Targeted Nanoparticle Binding to Hydroxyapatite in a High Serum Environment for Early Detection of Heart Disease.

The impact of the protein-rich environment on targeted binding of functionalized nanoparticles has been an active field of research over the past several years. Current research aims at better understanding the nature of the protein corona and how it may be possible for targeted binding to occur even in the presence of serum. Much of the current research focuses on nanoparticles targeted to particular cell receptors or features with the aim of cellular uptake. However, similar research has not been performed on nanoparticles that are targeted to non-protein disease features, such as hydroxyapatite (HA). HA is a crystalline calcium-phosphate mineral that is present in large quantities in bone, and in smaller quantities in diseased cardiovascular tissue in cases of atherosclerosis or various stenoses. Our work aims to gain a better understanding of the behavior of PEGylated, peptide-coated superparamagnetic iron oxide nanoparticles (SPIONs) in a biologically-relevant high-protein environment (50% serum). We first determined that specific binding to HA occurs at significantly higher rates than non-specific binding in the absence of serum protein. We then examined nanoparticle interactions with serum proteins, including determination of the relative quantities of protein in the hard vs. soft protein corona.
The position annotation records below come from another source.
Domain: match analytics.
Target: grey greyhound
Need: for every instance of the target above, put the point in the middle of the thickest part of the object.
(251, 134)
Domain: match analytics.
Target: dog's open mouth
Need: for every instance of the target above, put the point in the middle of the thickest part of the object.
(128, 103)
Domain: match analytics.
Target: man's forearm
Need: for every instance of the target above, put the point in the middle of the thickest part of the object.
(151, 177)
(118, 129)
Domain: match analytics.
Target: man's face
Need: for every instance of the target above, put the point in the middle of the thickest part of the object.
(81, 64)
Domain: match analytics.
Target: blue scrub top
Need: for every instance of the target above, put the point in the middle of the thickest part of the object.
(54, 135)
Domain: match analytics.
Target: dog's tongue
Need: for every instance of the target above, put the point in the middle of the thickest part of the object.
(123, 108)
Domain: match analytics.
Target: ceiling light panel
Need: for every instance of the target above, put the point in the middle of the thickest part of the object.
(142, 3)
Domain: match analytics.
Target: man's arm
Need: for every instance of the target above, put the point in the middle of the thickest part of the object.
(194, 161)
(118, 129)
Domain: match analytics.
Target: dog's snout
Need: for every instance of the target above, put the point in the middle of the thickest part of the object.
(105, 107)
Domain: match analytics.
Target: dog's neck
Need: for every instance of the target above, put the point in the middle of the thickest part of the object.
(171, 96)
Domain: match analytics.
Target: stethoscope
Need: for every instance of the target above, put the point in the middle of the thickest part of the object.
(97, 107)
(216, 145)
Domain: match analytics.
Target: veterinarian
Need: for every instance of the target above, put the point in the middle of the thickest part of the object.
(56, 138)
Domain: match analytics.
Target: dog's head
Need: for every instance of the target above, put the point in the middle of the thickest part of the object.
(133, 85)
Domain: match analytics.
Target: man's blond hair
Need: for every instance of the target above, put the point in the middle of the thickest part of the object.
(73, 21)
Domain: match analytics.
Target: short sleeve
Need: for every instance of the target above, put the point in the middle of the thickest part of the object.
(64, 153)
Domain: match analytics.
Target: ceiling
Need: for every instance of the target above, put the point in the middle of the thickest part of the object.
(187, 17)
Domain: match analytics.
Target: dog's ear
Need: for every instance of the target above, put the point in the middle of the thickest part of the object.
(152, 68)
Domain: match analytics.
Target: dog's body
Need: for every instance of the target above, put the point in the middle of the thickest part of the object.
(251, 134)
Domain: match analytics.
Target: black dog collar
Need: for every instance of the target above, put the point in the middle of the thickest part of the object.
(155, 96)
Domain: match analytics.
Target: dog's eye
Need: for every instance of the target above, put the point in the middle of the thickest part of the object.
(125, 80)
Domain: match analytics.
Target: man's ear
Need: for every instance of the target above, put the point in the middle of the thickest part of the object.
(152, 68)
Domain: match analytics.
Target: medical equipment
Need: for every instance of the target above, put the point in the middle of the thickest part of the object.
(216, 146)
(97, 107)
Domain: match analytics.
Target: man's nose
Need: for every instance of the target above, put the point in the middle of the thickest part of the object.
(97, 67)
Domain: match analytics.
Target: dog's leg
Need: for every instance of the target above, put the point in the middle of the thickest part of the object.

Finally, we examined specific and non-specific binding of targeted SPIONs in 50% serum, and determined that targeted binding may still occur with significant (p < 0.05) selectivity. We hypothesize that this may be because the nature of the binding interactions between the peptides and the HA are, by definition, less specific than the protein-protein interactions required for nanoparticles to bind to specific cells or cell features. These results suggest that these targeted SPIONs may be further developed for use in early detection of heart diseases such as atherosclerosis and aortic stenosis.